Suppose systems A,B,C,D are collaborators in a floc world. They use outside tracking are work together. Meanwhile Website X does not.

A.com and B.com are websites and use login to recognize a user. C-ware is a tablet OS and has an eye in any app installed on it linked to the owner's account. Its default browser can access flocs. D-browser has a user account and so also can recognize the user, and sends browsing data home with its device sync functionality.

A,B,C,D have data sales not just in web advertising, but also to e-mail listings, snoop groups, improving their own products with data science, etc. Thus any floc data is valuable to them even outside of web adv, though of course it is useful for web adv as well.

We have 4 or more cooperating groups that can access the floc ID, recognize an individual, and send data to a server as per @johnwilander 's example, but with 2 more players.

Lets also assume, 2 different floc hash models to explore major possibilities.

1. For the first 'experiment,' lets assume a very convergent hashing algorithm. This algorithm aggressively places users in very focused flocs based on major sites visited, so, a random site added would be unlikely to change the floc id. Lets say this occurs at a rate of 25%.

This model is very useful for publishers and advertisers because you can trust each floc to reliably represent interests. You can trust them to mean roughly the same thing over time. You can target campaigns to them.

The random site only changes the ID on System B. Now the trackers (A,B,C,D) get even more information! They can say with confidence what floc the user is normally a part of, and also know an additional floc they might belong to! They even have information on which site caused this change. This could open the door to even more information.

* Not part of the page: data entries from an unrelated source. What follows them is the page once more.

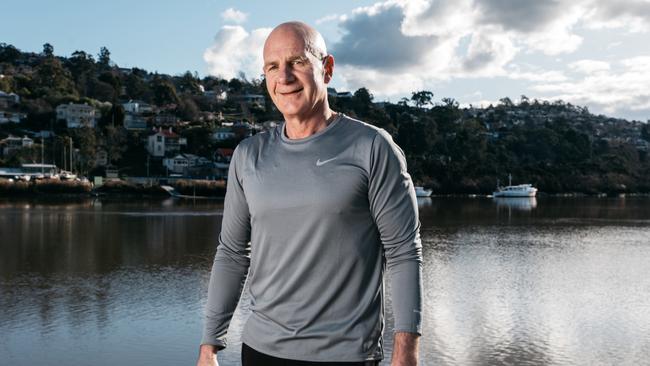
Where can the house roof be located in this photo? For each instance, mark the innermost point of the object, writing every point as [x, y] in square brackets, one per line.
[225, 151]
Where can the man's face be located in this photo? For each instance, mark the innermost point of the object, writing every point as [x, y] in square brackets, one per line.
[295, 78]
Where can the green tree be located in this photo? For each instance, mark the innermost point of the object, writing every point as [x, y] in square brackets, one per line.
[104, 57]
[422, 98]
[48, 50]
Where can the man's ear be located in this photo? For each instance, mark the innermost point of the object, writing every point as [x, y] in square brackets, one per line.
[328, 68]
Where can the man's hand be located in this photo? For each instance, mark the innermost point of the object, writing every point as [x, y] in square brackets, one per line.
[207, 356]
[405, 349]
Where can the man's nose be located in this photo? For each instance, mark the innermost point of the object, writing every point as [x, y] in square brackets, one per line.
[286, 75]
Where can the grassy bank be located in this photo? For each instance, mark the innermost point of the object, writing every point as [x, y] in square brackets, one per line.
[50, 186]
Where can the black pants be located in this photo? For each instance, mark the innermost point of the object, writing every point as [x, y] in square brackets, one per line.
[251, 357]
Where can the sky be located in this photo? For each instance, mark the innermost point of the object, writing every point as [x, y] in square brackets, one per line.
[592, 53]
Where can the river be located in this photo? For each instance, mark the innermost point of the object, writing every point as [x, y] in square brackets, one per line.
[551, 281]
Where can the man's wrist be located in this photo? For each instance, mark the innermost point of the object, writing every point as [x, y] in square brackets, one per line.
[208, 350]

Meanwhile, the publishers lose a targeting opportunity 25% of the time, as the randomized flocs appear to irregularly for them to understand their value, unless they join the tracking system.

2. In the second 'experiment' lets assume a very divergent algorithm. this algorithm severely alters floc id with small changes in site visit/interest. Lets say 75%.

Now there is a good chance A,B,C, and D all have different flocs for this user. But they don't care. They know the user is a member of these 3-4 flocs, and can correlate those flocs into a floc group. They now know these flocs represent similar interests (assuming the algorithm is not so divergent as to make them useless). They can now target to the floc group across the 2 websites and through any data sales opportunities presented to the OS and browser, and thus don't miss any targeting opportunities.

Meanwhile, the publisher that does not join the tracking group has a mess of random flocs, and only 25% appear on their 1 site often enough to be recognizable as useful. They lose 75% of targeting opportunities.

Even with this noise method you mention, I think the greater the noise, the more beneficial cross-site tracking is in floc, and the more work is done to use flocs as cross-site trackers.